Spanish handball player (born 1984)

Gedeón Guardiola Villaplana (born 1 October 1984) is a Spanish handballer for Club Balonmano Nava and the Spain national team. He was on the Spanish team that won the 2013 World Championship.

He is a twin brother of Isaías Guardiola, also a handballer.

==Career==
Gedeón Guardiola started playing handball at his home town club BM Petrer. From 2001 to 2005 he played for Valencia, where he made his senior debut in the 2002–03 season. In 2005 he joined SD Teucro. In 2008-09 he played a single season for Ciudad Logroño, before joining SDC San Antonio. In total he played 208 games in Liga ASOBAL, scoring 437 goals.
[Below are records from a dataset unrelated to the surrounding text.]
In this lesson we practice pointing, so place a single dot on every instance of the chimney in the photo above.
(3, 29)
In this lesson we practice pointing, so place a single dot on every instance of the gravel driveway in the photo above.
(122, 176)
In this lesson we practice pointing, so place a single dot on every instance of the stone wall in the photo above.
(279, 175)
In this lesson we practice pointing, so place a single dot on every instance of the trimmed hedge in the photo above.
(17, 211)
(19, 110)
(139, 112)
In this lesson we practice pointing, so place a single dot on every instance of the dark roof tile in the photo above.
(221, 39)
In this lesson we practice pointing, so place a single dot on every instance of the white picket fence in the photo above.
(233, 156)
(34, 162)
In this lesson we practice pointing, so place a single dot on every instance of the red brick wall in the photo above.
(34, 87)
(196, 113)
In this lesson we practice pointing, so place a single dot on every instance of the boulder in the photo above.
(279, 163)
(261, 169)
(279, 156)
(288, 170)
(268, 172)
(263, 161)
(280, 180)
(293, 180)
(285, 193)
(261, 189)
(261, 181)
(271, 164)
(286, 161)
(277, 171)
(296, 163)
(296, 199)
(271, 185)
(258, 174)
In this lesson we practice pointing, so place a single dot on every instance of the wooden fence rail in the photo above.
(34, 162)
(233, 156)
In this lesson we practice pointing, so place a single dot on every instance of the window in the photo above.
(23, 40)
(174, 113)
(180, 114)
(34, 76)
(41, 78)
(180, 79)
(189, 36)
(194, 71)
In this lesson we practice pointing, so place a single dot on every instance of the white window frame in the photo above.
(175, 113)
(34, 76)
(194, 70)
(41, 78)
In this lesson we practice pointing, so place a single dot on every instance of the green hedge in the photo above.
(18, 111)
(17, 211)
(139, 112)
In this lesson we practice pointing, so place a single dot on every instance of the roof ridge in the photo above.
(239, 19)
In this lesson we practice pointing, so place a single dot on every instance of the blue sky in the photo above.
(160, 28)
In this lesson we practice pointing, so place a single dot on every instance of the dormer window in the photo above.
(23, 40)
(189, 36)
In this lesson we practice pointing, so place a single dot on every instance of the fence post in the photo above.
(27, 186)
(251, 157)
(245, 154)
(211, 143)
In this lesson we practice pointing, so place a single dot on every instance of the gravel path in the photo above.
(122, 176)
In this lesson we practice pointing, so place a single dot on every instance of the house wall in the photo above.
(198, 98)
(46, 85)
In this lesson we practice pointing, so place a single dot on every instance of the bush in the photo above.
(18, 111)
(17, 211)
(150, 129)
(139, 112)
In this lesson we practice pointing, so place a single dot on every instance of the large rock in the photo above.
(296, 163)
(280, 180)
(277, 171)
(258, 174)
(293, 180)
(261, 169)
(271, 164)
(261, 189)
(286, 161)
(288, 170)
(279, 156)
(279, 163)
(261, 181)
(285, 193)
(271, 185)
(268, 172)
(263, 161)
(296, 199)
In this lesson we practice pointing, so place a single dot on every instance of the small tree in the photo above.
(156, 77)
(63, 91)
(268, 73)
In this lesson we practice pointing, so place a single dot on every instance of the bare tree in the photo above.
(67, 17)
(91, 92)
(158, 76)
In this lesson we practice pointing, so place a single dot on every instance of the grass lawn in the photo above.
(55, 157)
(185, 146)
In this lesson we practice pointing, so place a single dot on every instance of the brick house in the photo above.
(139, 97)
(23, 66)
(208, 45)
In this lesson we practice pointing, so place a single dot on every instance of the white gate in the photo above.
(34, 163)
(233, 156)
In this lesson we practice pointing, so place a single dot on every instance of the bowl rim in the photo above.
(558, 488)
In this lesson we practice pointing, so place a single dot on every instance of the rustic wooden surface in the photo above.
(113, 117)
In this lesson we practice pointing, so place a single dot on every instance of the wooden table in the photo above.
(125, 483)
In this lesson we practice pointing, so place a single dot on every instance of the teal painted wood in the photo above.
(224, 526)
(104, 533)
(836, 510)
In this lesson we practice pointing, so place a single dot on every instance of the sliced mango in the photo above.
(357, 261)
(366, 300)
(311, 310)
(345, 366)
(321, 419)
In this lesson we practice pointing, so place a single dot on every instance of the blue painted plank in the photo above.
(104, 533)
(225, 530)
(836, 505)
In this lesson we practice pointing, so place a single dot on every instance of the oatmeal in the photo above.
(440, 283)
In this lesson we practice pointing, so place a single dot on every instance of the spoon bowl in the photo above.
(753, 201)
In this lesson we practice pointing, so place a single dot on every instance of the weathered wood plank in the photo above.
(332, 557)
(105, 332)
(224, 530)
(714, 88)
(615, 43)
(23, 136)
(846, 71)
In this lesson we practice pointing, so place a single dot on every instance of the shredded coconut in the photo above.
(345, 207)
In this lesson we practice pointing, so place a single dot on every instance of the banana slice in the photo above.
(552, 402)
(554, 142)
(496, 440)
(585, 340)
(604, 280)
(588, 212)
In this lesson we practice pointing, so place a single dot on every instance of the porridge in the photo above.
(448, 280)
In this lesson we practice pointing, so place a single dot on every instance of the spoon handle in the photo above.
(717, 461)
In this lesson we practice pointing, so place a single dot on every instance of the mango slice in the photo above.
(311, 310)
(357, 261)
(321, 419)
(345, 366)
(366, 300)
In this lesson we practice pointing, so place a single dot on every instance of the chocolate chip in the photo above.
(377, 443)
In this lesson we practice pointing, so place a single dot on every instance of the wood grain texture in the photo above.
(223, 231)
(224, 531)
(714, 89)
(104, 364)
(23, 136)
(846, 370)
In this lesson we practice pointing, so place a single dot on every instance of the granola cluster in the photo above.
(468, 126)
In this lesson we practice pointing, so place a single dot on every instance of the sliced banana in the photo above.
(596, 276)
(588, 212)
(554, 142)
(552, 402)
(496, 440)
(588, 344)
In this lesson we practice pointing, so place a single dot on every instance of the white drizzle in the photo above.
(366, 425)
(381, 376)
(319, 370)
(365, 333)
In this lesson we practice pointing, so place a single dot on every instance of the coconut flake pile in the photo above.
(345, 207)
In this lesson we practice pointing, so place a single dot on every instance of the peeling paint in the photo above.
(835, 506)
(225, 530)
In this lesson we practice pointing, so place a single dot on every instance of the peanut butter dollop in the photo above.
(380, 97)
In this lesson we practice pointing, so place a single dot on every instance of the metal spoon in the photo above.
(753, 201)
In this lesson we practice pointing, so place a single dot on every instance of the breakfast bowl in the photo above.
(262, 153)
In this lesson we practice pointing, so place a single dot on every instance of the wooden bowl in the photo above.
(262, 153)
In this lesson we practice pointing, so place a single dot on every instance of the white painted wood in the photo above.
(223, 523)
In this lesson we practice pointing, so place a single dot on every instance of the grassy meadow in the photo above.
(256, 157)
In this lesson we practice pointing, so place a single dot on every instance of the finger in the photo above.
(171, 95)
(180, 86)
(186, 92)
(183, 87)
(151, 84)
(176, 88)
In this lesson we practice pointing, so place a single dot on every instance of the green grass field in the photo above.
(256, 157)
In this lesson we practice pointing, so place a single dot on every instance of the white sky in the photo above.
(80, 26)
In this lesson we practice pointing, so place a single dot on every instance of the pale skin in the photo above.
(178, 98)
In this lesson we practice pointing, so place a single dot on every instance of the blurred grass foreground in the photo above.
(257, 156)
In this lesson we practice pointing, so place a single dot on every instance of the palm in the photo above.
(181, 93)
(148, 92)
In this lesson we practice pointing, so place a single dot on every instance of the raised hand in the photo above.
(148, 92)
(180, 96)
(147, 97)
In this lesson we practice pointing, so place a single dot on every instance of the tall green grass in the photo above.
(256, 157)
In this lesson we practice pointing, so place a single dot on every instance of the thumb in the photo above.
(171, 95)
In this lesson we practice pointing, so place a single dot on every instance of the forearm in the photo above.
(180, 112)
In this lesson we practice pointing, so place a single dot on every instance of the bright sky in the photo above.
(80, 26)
In 2012 he moved to German team Rhein-Neckar Löwen, where he played together with this twin brother, Isaías Guardiola. Here he won the 2012-13 EHF Cup. In October 2014 he extended his contract until 2018. In 2020 he joined league rivals TBV Lemgo. He won the German Championship back-to-back in 2016 and 2017 and the DHB-Supercup three times in a row from 2016 to 2018 with 'die Löwen'. When his contract was not extended in 2023, he left for HC Erlangen. In February 2024 he left Erlangen, as he wanted to return to Spain. He then joined Club Balonmano Nava on a deal until the end of the season 2025.

In total he played 336 Bundesliga games, scoring 465 goals.

===National team===
Guardiola debuted for the Spanish youth national team on 27 March 2002. He played five matches for the team. He later played 29 games for the U-21 team.
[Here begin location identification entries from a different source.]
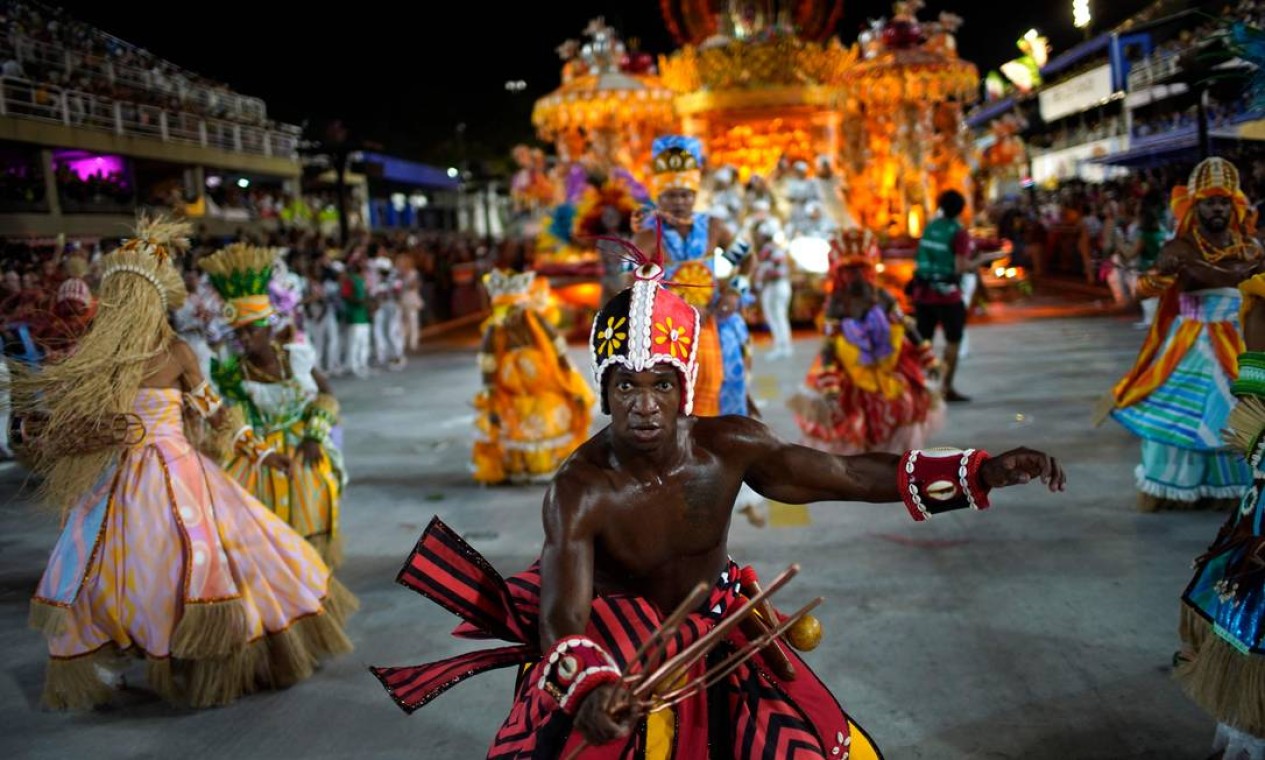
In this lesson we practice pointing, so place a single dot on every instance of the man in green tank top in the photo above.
(944, 256)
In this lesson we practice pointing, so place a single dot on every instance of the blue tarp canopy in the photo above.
(410, 172)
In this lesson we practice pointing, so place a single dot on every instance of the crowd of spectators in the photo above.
(57, 53)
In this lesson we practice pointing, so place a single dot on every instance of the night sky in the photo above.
(407, 85)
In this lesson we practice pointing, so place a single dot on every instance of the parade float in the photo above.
(759, 82)
(763, 85)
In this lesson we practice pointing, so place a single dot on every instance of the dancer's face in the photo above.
(678, 201)
(644, 405)
(256, 337)
(1215, 213)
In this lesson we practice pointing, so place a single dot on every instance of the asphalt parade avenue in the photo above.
(1041, 629)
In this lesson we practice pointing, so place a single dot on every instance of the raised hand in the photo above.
(606, 713)
(1020, 465)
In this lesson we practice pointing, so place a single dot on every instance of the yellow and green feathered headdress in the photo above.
(240, 273)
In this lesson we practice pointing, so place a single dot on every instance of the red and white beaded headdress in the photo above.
(647, 325)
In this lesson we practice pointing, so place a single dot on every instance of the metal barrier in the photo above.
(39, 101)
(53, 58)
(1156, 68)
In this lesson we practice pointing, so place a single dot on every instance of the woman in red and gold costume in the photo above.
(534, 407)
(867, 390)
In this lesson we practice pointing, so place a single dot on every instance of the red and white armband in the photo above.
(941, 481)
(204, 400)
(572, 668)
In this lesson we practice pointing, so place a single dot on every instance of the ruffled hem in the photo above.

He debuted for the Senior team on November 3, 2011, in the Supercup. His first major international tournament was the 2012 European Championship. Later the same year he played at the 2012 Olympics. He became a world champion at the 2013 World Championship. At the 2014 European Championship he won bronze medals.

He also participated in the 2015 World Championship.

At the 2018 and 2020 European Championships he won back-to-back gold medals with the Spanish team.

At the 2020 Olympics in Tokyo he won bronze medals.

At the 2022 European Championship he won silver medals, playing all ninegames and scoring 5 goals. A year later at the 2023 World Championship on home soil he won bronze medals.

He missed the 2024 Olympics as he was injured a week before the games, during Spain's preparations.